Research on head-marking languages: its contribution to linguistic theory and implications for NLP and NLU

Some of the most widely used linguistic theories, and especially those which have been more or less unsuccessfully applied in computer parsing and NLP, are affected by three main problems: (a) they are largely based on the study of dependent-marking syntax, which means they ignore half of the world’s languages, (b) they are syntacto-centric and mostly disregard semantics, and (c) they are not monostratal, but instead propose deep structures which cannot readily be accessed by statistically driven models and parsing algorithms.
This presentation will introduce a number of the broadly relevant theoretical concepts developed from the study of head-marking languages, such as Lakhóta (Siouan), and some of their implications for NLP and NLU. It will offer a brief introduction to the Role and Reference Grammar, a theory which connects structure and function by implementing a two-way linking algorithm between constituency-based structural analysis and semantics.

His talk will be held jointly as VGS-IT seminar and lecture of MTIa master course and takes place on Thursday, February 27th, 2020 at 12:00 in room E112.

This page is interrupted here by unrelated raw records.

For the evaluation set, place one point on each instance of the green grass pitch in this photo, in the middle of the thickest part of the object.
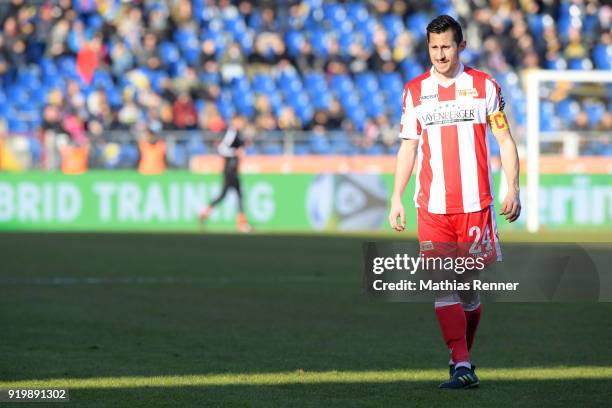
(266, 321)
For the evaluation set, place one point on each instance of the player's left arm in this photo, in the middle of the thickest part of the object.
(511, 206)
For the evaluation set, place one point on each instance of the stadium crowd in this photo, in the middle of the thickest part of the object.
(85, 67)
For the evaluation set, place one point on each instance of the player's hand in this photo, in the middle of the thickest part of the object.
(511, 207)
(397, 211)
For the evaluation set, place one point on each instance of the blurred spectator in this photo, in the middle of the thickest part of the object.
(184, 112)
(211, 120)
(111, 64)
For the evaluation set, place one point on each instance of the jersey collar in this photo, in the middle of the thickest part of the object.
(450, 82)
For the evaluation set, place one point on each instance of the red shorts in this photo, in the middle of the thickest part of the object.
(465, 234)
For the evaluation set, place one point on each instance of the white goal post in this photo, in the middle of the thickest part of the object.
(534, 78)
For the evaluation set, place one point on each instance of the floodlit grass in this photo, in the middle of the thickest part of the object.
(302, 377)
(266, 320)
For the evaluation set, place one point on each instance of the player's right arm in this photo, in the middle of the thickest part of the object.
(410, 132)
(403, 170)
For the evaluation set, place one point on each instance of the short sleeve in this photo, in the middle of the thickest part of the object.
(410, 128)
(495, 100)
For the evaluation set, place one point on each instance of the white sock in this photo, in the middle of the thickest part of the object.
(465, 364)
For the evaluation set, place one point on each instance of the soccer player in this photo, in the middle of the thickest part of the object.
(231, 148)
(443, 128)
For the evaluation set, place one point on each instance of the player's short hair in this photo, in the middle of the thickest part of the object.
(444, 23)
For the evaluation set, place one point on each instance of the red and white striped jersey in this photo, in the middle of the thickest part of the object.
(449, 120)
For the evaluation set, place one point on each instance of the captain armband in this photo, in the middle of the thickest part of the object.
(498, 122)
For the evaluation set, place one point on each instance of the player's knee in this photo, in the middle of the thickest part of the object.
(441, 300)
(470, 302)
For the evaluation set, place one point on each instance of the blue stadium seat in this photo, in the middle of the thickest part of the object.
(556, 63)
(272, 149)
(294, 40)
(319, 144)
(602, 56)
(393, 25)
(583, 64)
(366, 82)
(35, 150)
(417, 23)
(595, 112)
(301, 149)
(318, 39)
(263, 83)
(128, 155)
(195, 146)
(357, 12)
(411, 69)
(374, 150)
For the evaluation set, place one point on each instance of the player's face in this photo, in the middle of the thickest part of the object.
(444, 52)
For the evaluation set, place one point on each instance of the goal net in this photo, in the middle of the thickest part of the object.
(567, 117)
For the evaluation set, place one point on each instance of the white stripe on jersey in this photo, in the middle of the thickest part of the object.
(417, 188)
(469, 168)
(437, 191)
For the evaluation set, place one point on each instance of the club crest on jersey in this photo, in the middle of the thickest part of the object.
(467, 92)
(448, 113)
(426, 246)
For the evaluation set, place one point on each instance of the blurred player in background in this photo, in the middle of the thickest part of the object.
(231, 149)
(443, 127)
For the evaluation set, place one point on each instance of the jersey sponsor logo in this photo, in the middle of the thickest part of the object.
(467, 92)
(426, 97)
(445, 114)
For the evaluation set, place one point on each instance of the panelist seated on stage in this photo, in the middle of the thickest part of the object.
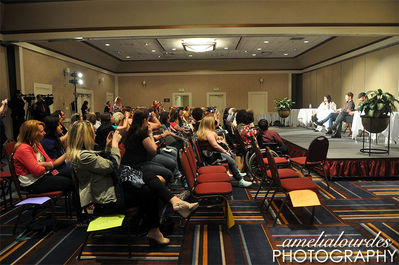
(325, 108)
(271, 136)
(336, 118)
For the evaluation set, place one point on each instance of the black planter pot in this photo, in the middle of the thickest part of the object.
(284, 113)
(375, 125)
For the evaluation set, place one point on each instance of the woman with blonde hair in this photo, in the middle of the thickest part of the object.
(35, 169)
(117, 105)
(94, 173)
(207, 137)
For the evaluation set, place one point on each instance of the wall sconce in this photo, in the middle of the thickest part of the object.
(67, 71)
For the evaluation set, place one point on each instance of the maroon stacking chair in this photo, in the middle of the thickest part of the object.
(6, 175)
(315, 158)
(213, 192)
(266, 174)
(203, 169)
(22, 194)
(212, 175)
(285, 185)
(200, 160)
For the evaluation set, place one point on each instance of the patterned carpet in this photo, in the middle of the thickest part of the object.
(350, 210)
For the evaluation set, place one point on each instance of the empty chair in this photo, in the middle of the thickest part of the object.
(266, 176)
(285, 185)
(315, 158)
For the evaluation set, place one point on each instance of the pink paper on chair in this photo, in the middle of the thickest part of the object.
(34, 200)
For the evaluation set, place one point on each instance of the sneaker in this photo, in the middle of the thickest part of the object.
(243, 183)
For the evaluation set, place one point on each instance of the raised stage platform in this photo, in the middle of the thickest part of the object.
(344, 158)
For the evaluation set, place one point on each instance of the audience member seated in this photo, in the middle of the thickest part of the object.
(108, 107)
(102, 132)
(61, 115)
(197, 114)
(141, 149)
(339, 116)
(76, 117)
(206, 133)
(51, 142)
(98, 121)
(117, 107)
(248, 131)
(325, 108)
(271, 136)
(94, 174)
(166, 136)
(35, 169)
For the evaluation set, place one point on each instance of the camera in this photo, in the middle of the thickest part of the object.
(28, 97)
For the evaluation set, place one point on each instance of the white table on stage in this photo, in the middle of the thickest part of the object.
(394, 124)
(304, 117)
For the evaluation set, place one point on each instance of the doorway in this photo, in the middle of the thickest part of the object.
(182, 99)
(44, 89)
(257, 101)
(82, 95)
(217, 99)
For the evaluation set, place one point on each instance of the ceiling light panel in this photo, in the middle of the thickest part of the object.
(266, 46)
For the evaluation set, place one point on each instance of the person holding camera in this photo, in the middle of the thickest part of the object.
(41, 108)
(17, 105)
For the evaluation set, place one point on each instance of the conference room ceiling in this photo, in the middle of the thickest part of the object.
(293, 52)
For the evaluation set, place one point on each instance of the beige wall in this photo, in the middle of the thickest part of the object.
(39, 68)
(378, 69)
(4, 88)
(236, 87)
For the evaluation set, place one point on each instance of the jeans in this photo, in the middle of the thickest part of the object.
(232, 166)
(330, 118)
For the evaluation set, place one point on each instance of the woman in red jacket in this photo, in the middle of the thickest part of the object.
(34, 167)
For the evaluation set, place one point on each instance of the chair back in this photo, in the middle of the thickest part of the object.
(318, 149)
(259, 157)
(273, 167)
(14, 176)
(239, 140)
(10, 148)
(190, 175)
(196, 150)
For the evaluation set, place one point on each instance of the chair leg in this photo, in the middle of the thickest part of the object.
(325, 176)
(271, 199)
(18, 218)
(279, 210)
(260, 186)
(83, 245)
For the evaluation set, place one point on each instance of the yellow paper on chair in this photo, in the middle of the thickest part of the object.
(230, 217)
(303, 198)
(105, 222)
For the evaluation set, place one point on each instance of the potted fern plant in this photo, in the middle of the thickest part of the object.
(376, 110)
(283, 106)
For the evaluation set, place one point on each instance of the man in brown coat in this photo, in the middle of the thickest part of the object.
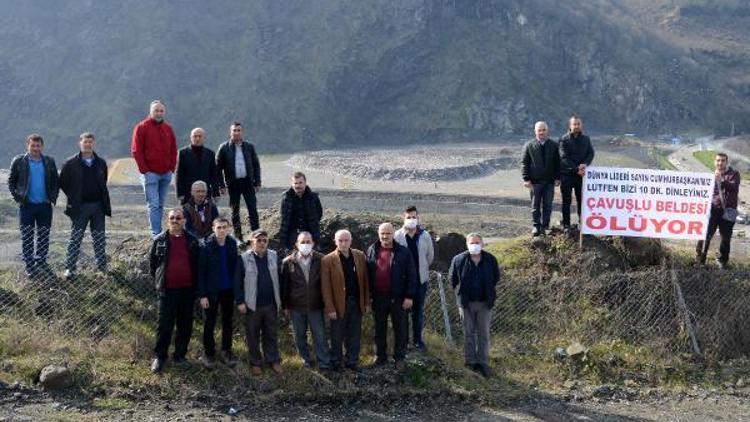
(346, 296)
(301, 298)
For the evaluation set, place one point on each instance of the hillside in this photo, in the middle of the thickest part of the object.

Jan Chorowski: Representation learning for speech and handwriting

JanJan Chorowski is an Associate Professor at Faculty of Mathematics and Computer Science at the University of Wrocław and Head of AI at NavAlgo. He received his M.Sc. degree in electrical engineering from the Wrocław University of Technology, Poland and EE PhD from the University of Louisville, Kentucky in 2012. He has worked with several research teams, including Google Brain, Microsoft Researchand Yoshua Bengio’s lab at the University of Montreal. He has led a research topic during the JSALT 2019 workshop. His research interests are applications of neural networks to problems which are intuitive and easy for humans and difficult for machines, such as speech and natural language processing.

Representation learning for speech and handwriting

Learning representations of data in an unsupervised way is still an open problem of machine learning. We consider representations of speech and handwriting learned using autoencoders equipped with autoregressive decoders such as WeveNets or PixelCNNs. In those autoencoders, the encoder only needs to provide the little information needed to supplement all that can be inferred by the autoregressive decoder. This allows learning a representation able to capture high level semantic content from the signal, e.g. phoneme or character identities, while being invariant to confounding low level details in the signal such as the underlying pitch contour or background noise. I will show how the design choices of the autoencoder, such as the bottleneck kind its hyperparameters impact the induced latent representation. I will also show applications to unsupervised acoustic unit discovery on the ZeroSpeech task. Finally, I’ll show how knowledge about the average unit duration can be enforced during training ,as well as during inference on new data.

His talk takes place on Friday, January 10, 2020 at 13:00 in room A112.